Transition à l’âge adulte

Il existe cependant des exceptions. C’est le cas pour le gecko léopard (Eublepharis macularius), bien connu des terrariophiles et originaire de l’Inde ou du Pakistan. Ce lézard, d’une vingtaine de centimètres à l’âge adulte, arbore pendant les premiers mois de sa vie une bande blanche au niveau de la nuque et plusieurs bandes transversales jaunes et noires sur son dos. Une fois l’âge adulte atteint, sa robe, au fond clair et uniforme, est recouverte de taches noires rappelant le pelage du léopard. Le groupe d’Athanasia Tzika, chercheuse au Département de génétique et évolution de la Faculté des sciences de l’UNIGE, s’est intéressé aux phénomènes permettant cette transition des bandes vers des taches chez le gecko léopard, pour mieux comprendre la formation de motifs de coloration chez les reptiles.

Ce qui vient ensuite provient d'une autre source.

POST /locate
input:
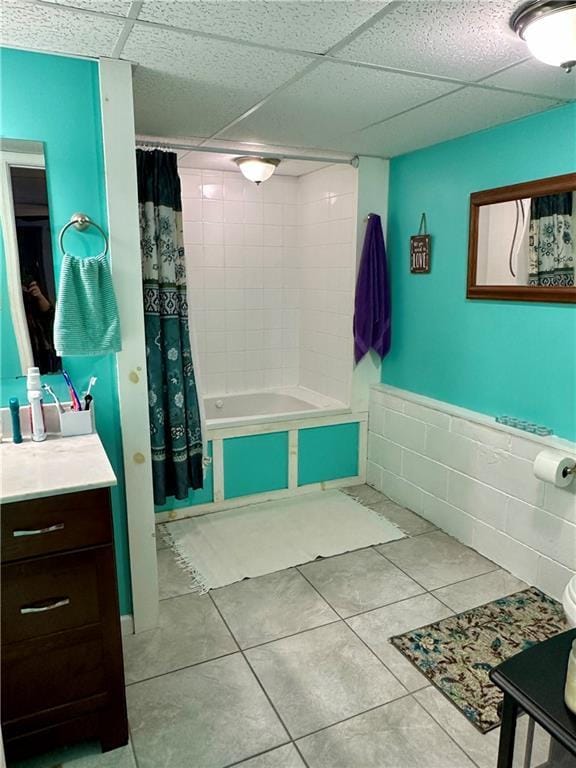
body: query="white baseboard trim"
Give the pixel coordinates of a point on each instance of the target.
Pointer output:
(127, 624)
(257, 498)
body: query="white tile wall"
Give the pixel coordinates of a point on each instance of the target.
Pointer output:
(244, 300)
(327, 223)
(271, 274)
(474, 480)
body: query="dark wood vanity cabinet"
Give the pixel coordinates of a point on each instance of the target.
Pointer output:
(61, 647)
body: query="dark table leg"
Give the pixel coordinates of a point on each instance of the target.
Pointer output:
(507, 732)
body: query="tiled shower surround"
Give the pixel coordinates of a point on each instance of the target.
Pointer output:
(271, 277)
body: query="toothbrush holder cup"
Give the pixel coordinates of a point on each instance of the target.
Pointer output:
(74, 423)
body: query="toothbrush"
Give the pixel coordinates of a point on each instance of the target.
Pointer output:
(88, 397)
(76, 406)
(47, 388)
(15, 414)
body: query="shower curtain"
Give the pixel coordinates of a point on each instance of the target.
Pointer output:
(551, 248)
(175, 423)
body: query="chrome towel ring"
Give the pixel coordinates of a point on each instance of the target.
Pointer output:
(82, 221)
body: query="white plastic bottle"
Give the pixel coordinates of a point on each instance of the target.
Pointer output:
(34, 388)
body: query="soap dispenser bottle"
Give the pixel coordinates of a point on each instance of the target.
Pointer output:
(34, 388)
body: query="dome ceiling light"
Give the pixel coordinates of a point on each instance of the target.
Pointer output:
(548, 27)
(257, 169)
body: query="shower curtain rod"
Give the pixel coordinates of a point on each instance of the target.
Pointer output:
(353, 161)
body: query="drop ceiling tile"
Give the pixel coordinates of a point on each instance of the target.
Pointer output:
(467, 111)
(308, 25)
(57, 29)
(466, 40)
(190, 86)
(333, 99)
(533, 77)
(113, 7)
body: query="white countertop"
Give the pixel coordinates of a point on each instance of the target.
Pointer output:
(56, 466)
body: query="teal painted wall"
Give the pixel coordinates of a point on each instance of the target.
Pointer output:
(56, 100)
(327, 453)
(255, 464)
(493, 357)
(203, 496)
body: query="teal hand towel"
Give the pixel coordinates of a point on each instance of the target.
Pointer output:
(86, 319)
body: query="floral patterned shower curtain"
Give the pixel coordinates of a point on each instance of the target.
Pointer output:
(175, 426)
(551, 247)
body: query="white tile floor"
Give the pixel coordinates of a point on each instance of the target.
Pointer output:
(294, 669)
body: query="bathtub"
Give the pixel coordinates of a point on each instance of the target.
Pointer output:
(267, 406)
(274, 444)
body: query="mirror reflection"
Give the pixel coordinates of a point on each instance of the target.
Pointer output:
(32, 222)
(528, 242)
(28, 260)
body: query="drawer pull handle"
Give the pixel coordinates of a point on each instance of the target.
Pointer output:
(38, 531)
(59, 602)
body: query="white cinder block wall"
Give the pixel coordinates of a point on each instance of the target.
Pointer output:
(271, 273)
(327, 218)
(241, 253)
(474, 480)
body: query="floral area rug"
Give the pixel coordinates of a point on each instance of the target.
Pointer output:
(456, 654)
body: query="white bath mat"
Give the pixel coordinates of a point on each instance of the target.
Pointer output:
(225, 547)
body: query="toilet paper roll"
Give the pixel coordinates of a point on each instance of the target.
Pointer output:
(551, 467)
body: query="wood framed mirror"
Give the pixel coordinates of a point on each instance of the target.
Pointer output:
(522, 242)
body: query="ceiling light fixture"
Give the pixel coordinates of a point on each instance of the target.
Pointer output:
(549, 29)
(257, 169)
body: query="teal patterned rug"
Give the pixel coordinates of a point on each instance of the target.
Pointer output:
(456, 654)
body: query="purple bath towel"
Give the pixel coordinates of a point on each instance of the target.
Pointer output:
(372, 304)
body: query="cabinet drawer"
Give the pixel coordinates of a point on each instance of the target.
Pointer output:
(50, 594)
(55, 524)
(53, 677)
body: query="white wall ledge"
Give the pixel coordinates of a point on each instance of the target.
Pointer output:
(547, 441)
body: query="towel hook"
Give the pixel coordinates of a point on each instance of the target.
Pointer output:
(82, 221)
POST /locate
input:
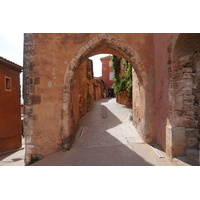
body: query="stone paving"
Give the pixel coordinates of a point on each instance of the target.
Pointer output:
(13, 158)
(107, 138)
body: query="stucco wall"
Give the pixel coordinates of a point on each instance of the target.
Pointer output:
(46, 60)
(10, 116)
(161, 86)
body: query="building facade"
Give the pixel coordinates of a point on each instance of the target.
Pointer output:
(10, 114)
(107, 75)
(165, 87)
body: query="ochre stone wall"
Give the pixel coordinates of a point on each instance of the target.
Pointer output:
(183, 65)
(161, 86)
(10, 116)
(50, 62)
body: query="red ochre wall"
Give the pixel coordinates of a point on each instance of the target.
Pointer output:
(10, 117)
(106, 69)
(161, 86)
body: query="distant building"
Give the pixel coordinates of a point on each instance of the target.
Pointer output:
(10, 114)
(107, 75)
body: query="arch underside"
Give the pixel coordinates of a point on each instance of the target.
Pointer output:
(103, 43)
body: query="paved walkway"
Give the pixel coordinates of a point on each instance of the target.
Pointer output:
(13, 158)
(107, 138)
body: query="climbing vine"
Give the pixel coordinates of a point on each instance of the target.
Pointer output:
(123, 82)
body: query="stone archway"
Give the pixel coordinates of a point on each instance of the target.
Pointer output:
(111, 42)
(184, 92)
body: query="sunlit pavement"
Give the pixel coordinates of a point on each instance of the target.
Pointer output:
(13, 158)
(107, 138)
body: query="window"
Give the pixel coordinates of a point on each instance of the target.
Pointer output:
(111, 75)
(7, 84)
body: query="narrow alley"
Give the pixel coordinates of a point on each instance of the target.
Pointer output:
(107, 138)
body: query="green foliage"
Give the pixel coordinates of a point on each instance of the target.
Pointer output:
(124, 82)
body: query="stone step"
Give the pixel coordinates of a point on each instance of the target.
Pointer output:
(193, 154)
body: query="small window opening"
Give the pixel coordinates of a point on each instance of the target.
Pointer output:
(8, 84)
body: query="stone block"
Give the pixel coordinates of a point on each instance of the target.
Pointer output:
(191, 142)
(187, 75)
(178, 141)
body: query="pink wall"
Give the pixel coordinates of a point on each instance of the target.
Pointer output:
(106, 69)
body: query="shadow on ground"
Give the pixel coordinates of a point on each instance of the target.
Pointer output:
(101, 141)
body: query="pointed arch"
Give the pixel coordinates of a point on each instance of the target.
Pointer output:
(102, 40)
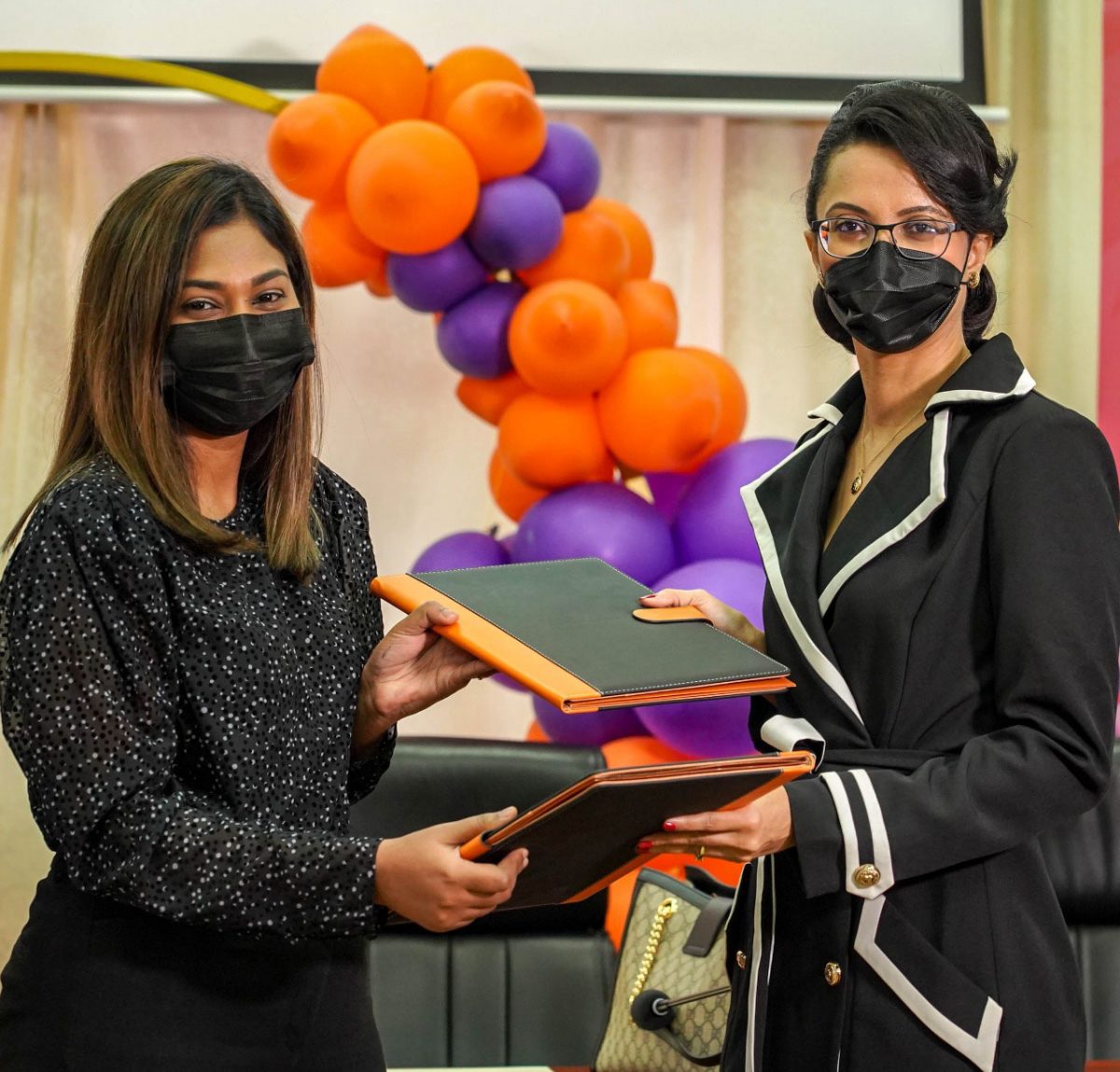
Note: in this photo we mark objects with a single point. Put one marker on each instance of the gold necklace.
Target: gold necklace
(863, 466)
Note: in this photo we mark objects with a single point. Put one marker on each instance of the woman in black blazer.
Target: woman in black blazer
(944, 562)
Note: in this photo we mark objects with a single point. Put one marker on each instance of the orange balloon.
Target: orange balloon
(378, 285)
(620, 894)
(639, 752)
(501, 124)
(336, 251)
(312, 141)
(661, 413)
(380, 71)
(537, 733)
(487, 398)
(512, 494)
(637, 234)
(553, 442)
(733, 400)
(650, 313)
(567, 338)
(465, 67)
(592, 248)
(413, 187)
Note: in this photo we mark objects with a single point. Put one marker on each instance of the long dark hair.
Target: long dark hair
(951, 152)
(130, 285)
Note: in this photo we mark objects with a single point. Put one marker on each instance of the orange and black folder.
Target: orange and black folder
(574, 632)
(586, 836)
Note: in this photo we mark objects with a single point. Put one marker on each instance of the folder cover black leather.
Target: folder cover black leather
(566, 629)
(586, 836)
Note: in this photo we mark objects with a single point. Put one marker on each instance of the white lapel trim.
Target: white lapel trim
(880, 842)
(756, 955)
(1023, 386)
(907, 525)
(979, 1049)
(817, 660)
(826, 411)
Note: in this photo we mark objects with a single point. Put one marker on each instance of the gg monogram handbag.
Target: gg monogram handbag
(670, 1004)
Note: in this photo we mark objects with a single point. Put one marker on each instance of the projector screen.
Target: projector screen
(697, 49)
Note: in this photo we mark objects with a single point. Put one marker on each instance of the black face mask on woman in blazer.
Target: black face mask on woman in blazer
(889, 302)
(222, 376)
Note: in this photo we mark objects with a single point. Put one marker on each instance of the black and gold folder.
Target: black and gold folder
(574, 632)
(586, 836)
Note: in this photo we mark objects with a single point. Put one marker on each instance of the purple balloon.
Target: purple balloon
(462, 550)
(711, 521)
(569, 164)
(710, 729)
(519, 223)
(598, 521)
(667, 489)
(589, 729)
(432, 282)
(471, 336)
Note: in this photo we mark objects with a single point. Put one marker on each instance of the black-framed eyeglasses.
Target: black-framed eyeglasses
(917, 240)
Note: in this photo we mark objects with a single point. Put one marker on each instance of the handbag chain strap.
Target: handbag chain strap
(660, 919)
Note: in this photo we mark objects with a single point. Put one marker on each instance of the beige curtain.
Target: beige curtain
(1044, 62)
(723, 202)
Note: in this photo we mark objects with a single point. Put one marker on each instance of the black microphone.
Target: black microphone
(651, 1010)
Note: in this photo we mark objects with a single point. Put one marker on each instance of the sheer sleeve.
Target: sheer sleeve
(89, 696)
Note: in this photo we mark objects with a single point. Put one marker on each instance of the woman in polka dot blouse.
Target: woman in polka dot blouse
(193, 675)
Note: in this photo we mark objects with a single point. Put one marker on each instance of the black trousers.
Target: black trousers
(95, 986)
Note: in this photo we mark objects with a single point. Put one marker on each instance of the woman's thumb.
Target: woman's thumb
(463, 830)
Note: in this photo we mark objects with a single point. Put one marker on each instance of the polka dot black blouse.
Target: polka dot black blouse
(184, 717)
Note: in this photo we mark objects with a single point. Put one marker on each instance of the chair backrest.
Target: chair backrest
(1084, 859)
(529, 986)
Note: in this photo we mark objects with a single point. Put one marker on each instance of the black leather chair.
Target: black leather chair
(529, 986)
(1084, 858)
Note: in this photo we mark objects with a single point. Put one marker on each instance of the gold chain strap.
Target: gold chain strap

Les biologistes ont analysé la distribution des cellules colorées dans la peau des lézards à différentes étapes de leur vie. «Lors de nos observations des prélèvements de peau, nous avons constaté que si les trois types de chromatophores sont bien présents chez les juvéniles, les iridophores disparaissent après quelques mois et cette période coïncide avec la transition des bandes vers les taches», explique Asier Ullate-Agote, ancien doctorant au Département de génétique et évolution de la Faculté des sciences de l’UNIGE, et premier auteur de l’étude.
 

Le gecko léopard présente par ailleurs la particularité de pouvoir régénérer sa queue si celle-ci est sectionnée à la suite d’une agression physique par un prédateur. Quel que soit l’âge du lézard, cette nouvelle queue repousse toujours couverte de taches, et jamais de bandes. Les scientifiques ont ainsi analysé la peau de ces repousses et ont observé qu’elle est dépourvue d’iridophores. Ces observations corrèlent à nouveau la présence de taches avec l’absence des chromatophores iridescents.


Un gecko mutant pour confirmer ces résultats

«Ces observations nous ont conduits à analyser la peau d’un animal particulier qui apparaît parfois naturellement au sein de nos élevages: le gecko léopard ‘‘Mack Super Snow’’. Cet animal, porteur d’une mutation spontanée, naît avec une peau noire sans bandes, mais arbore une peau tachetée à l’âge adulte, comme les autres lézards sans mutation. Nous avons constaté que la peau des juvéniles montre la présence uniquement de mélanophores, mais pas d’iridophores ou de xanthophores», décrit Athanasia Tzika.


Les analyses génétiques de ces individus ont permis d’identifier la mutation dans le gène PAX7. Ce gène est normalement exprimé dans les iridophores et les xanthophores, suggérant qu’il joue un rôle clé dans la différenciation de ces deux chromatophores, dont la présence n’est pas nécessaire pour la formation des taches.


«Nous pensons donc que ce sont les interactions entre les mélanophores et les iridophores qui sont à l’origine du motif en bandes des juvéniles et que les mélanophores peuvent former les taches, sans l’aide d’autres chromatophores. Notre étude permet de mieux comprendre les mécanismes de régulation qui régissent la pigmentation de la peau chez les geckos léopards et, plus généralement, la formation des motifs de couleur chez les reptiles», conclut Athanasia Tzika.